If the Court agrees with them, why can’t there be a parallel monetary right not to be bankrupted by health care costs?  In the 1973 case San Antonio School District v. Rodriguez, the Supreme Court decided, by a 5-4 vote, that children did not have a constitutional right to education.  But at that time, at least four justices thought the state was obliged to make a decent education available to all.  Why can’t a future Court do the same for health care?

If the current Supreme Court were to declare the ACA unconstitutional, it would need to abandon several landmark precedents.  That’s not a problem for the Roberts Court; it’s already jettisoned once-venerable holdings on campaign finance, equal protection, antitrust, and voting rights.

For many Americans in these tough economic times, rights to education, housing, health care, and food are a lot more meaningful than the right to be free of an insurance mandate.  We the people can locate these ideals in a Constitution and a Declaration of Independence rich with grand and sweeping language.  If the ACA’s opponents can use our nation’s founding texts to undermine the ACA, those who care about meeting basic human needs need to gear up to use them to do quite a bit more.

Frank Pasquale, JD, Editor-in-Chief of Health Reform Watch, is the Schering-Plough Professor in health care regulation and enforcement at Seton Hall Law School and is the Associate Director of the Center for Health & Pharmaceutical Law & Policy. He has distinguished himself as an internationally recognized scholar in health, intellectual property, and information law and has made numerous academic presentations at universities across North America and at the National Academy of Sciences.

6 replies »

  1. The ACA does what every other act put out by this administration has done… the exact opposite of what its name implies. There is nothing affordable about rates going up, taxes going up, costs going up.

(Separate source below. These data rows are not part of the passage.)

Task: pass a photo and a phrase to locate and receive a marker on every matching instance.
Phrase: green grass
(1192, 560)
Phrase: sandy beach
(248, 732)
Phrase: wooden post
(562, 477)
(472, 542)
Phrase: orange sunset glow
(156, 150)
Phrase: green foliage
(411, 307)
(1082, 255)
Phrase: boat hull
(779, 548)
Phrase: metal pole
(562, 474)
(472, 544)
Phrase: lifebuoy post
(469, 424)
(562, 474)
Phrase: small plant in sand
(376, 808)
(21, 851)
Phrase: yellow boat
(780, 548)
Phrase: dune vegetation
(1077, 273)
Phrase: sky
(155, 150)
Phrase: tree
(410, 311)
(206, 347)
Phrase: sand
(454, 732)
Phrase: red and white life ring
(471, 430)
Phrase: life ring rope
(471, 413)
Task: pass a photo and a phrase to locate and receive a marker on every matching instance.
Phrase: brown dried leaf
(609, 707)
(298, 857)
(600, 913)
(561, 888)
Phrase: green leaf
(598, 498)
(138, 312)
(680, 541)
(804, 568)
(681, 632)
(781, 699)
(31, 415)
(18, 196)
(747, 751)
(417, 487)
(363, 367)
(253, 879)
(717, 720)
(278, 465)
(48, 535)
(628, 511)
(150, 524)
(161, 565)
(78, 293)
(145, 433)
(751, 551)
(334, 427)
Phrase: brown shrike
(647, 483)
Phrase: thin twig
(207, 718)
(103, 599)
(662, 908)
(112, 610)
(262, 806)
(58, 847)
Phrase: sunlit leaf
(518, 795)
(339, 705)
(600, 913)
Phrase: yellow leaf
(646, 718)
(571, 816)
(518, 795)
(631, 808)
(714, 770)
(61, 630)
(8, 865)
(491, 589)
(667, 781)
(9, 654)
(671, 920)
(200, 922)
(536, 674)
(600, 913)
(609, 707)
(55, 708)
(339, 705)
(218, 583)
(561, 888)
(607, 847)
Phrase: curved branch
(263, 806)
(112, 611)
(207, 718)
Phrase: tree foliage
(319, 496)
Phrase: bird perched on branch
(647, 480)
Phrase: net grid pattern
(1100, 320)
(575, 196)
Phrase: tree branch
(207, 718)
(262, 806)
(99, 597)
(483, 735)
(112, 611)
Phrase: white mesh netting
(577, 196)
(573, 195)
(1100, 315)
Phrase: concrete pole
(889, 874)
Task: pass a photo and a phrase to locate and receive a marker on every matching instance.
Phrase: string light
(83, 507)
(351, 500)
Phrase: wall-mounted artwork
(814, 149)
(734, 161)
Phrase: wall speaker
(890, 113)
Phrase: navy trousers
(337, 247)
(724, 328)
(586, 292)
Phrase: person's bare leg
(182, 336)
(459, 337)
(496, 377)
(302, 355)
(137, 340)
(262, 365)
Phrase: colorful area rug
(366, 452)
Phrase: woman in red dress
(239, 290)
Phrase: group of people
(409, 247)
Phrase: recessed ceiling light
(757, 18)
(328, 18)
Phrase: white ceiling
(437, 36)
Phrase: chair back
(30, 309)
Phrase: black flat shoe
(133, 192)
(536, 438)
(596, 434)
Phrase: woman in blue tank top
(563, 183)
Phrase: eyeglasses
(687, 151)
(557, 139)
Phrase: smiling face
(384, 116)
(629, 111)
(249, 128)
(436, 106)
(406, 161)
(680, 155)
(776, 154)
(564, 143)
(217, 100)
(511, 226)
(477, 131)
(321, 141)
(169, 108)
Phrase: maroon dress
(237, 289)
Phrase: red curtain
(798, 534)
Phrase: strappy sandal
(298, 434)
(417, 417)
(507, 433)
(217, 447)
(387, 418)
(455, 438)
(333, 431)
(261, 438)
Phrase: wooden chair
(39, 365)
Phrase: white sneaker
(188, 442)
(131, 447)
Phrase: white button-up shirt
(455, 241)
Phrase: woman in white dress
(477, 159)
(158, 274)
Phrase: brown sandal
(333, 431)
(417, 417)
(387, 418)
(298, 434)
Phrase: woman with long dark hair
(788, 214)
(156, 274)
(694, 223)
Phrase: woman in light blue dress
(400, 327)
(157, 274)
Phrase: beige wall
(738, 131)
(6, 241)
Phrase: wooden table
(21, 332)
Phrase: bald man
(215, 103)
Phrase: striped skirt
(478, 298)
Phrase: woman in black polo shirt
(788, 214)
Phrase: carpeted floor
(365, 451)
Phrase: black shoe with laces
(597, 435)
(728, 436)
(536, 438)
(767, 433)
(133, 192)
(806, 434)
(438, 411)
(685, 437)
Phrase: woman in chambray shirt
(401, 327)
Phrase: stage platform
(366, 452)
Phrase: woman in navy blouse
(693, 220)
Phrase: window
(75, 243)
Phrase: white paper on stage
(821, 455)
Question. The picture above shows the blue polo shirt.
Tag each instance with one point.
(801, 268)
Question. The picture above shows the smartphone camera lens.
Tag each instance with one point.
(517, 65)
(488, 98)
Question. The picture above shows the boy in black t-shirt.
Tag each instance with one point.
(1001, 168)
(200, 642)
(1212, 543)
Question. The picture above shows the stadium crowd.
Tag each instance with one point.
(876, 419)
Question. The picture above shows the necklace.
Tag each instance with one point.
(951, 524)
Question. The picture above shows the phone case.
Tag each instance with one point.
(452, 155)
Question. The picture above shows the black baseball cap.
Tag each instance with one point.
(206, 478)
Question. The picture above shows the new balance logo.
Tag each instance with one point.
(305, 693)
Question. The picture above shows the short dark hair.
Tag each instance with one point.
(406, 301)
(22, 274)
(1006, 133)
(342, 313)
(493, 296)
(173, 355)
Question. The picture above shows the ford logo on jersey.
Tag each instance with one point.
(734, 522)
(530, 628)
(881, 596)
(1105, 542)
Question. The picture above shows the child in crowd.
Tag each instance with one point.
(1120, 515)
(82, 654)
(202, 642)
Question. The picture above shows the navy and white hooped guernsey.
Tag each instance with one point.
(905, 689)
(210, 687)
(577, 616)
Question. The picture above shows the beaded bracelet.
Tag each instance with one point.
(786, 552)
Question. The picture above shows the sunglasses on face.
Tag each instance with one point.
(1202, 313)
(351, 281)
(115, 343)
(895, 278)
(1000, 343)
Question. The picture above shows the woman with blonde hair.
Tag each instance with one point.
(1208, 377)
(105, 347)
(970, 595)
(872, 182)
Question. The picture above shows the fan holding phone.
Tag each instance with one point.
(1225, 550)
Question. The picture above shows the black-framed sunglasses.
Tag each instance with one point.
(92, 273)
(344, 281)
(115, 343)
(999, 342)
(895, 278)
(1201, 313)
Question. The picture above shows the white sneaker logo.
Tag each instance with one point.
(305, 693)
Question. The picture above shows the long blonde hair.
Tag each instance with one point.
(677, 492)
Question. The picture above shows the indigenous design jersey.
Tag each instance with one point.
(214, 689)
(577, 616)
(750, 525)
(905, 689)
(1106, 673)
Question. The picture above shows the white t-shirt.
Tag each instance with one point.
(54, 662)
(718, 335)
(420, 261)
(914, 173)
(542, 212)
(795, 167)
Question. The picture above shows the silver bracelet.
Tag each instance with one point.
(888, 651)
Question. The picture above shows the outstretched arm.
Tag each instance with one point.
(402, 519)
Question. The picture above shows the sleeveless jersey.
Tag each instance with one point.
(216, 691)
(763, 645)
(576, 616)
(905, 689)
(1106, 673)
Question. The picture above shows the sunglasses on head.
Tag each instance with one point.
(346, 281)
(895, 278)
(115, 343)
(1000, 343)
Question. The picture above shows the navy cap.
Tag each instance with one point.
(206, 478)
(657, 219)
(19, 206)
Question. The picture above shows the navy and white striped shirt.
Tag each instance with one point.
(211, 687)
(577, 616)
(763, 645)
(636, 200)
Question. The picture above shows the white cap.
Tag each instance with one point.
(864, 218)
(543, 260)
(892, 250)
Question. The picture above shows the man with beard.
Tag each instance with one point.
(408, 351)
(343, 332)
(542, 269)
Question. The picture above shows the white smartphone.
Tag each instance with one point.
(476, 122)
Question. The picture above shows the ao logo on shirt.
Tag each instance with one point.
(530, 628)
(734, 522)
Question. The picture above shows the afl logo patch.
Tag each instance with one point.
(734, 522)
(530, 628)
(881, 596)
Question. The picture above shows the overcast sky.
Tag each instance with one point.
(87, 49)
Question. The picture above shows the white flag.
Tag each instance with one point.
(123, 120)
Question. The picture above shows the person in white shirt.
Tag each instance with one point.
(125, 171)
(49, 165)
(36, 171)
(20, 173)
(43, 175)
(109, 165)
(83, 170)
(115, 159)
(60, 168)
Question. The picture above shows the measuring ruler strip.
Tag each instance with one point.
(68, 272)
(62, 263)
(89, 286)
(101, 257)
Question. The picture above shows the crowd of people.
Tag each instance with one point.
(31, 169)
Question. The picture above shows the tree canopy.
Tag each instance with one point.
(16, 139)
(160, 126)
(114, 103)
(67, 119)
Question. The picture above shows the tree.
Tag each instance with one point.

    Do we have a right not to be bankrupted by health care costs? No. Just like I don’t have a right to my job if I can’t perform its duties and I don’t have a right to vote if I can’t prove who I say I am.

    Healthcare insurance has not always been a given. It is a relatively recent perk provided by employers that has since become an expectation that an up and coming soundbite-generation demands.

    Tough cookies. Get a job, work hard, and if you get benefits… great. If not, find a job that you can, or make enough to pay cash, but stop burdening the rest of us with these costs through the proxy of government.

  2. You can “think” (assert) whatever you like, as loudly and long as you like (a function of your 1st Amendment right). Rights exists to the extent that a society agrees to abide/enforce them (even the ostensibly “inalienable” ones). These differ from time to time and nation to nation.

    Your “logic” is that of Line Drawing Fallacy 101.

  3. Why stop with these rights? I think I have a right to eat the food you eat, and live in a house as nice as yours, and drive a car as nice as yours — all paid for by “the government”.

    Prove me wrong — by your logic.

  4. “For many Americans in these tough economic times, rights to education, housing, health care, and food are a lot more meaningful than the right to be free of an insurance mandate.”

    Variations on this argument have been used, and are used, to strip citizens of many other freedoms. Somehow, it always ended up in a disaster, and fortunately for all of us, in a reversal.

    We need universal health care, perhaps through universal insurance, but not necessarily. I don’t see any compelling reason to give up any freedoms in order to achieve what should be a basic human right.
    The individual mandate is poised to enhance actual health care, as much as the NDAA will enhance homeland security.